## IMPORTS AND STANZA MODEL DOWNLOAD

In [1]:
import os
import pandas as pd

from tqdm import tqdm
tqdm.pandas()

cwd = os.getcwd()

In [2]:
import stanza

# downloading stanza models for indian languages & english
for i in ["en", "hi", "mr", "ta", "te"]:
    stanza.download(i)

Downloading https://raw.githubusercontent.com/stanfordnlp/stanza-resources/main/resources_1.5.0.json:   0%|   …

2023-06-15 13:44:22 INFO: Downloading default packages for language: en (English) ...
2023-06-15 13:44:23 INFO: File exists: /home/kapilrk04/stanza_resources/en/default.zip
2023-06-15 13:44:26 INFO: Finished downloading models and saved to /home/kapilrk04/stanza_resources.


Downloading https://raw.githubusercontent.com/stanfordnlp/stanza-resources/main/resources_1.5.0.json:   0%|   …

2023-06-15 13:44:26 INFO: Downloading default packages for language: hi (Hindi) ...
2023-06-15 13:44:27 INFO: File exists: /home/kapilrk04/stanza_resources/hi/default.zip
2023-06-15 13:44:28 INFO: Finished downloading models and saved to /home/kapilrk04/stanza_resources.


Downloading https://raw.githubusercontent.com/stanfordnlp/stanza-resources/main/resources_1.5.0.json:   0%|   …

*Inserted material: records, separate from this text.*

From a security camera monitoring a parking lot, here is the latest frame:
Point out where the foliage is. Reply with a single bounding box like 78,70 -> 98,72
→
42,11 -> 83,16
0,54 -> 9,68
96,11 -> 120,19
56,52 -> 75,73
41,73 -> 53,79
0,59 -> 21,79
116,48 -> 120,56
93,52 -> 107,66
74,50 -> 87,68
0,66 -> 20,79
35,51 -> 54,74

2023-06-15 13:44:28 INFO: Downloading default packages for language: mr (Marathi) ...
2023-06-15 13:44:32 INFO: File exists: /home/kapilrk04/stanza_resources/mr/default.zip
2023-06-15 13:44:35 INFO: Finished downloading models and saved to /home/kapilrk04/stanza_resources.


Downloading https://raw.githubusercontent.com/stanfordnlp/stanza-resources/main/resources_1.5.0.json:   0%|   …

2023-06-15 13:44:35 INFO: Downloading default packages for language: ta (Tamil) ...
2023-06-15 13:44:36 INFO: File exists: /home/kapilrk04/stanza_resources/ta/default.zip
2023-06-15 13:44:37 INFO: Finished downloading models and saved to /home/kapilrk04/stanza_resources.


Downloading https://raw.githubusercontent.com/stanfordnlp/stanza-resources/main/resources_1.5.0.json:   0%|   …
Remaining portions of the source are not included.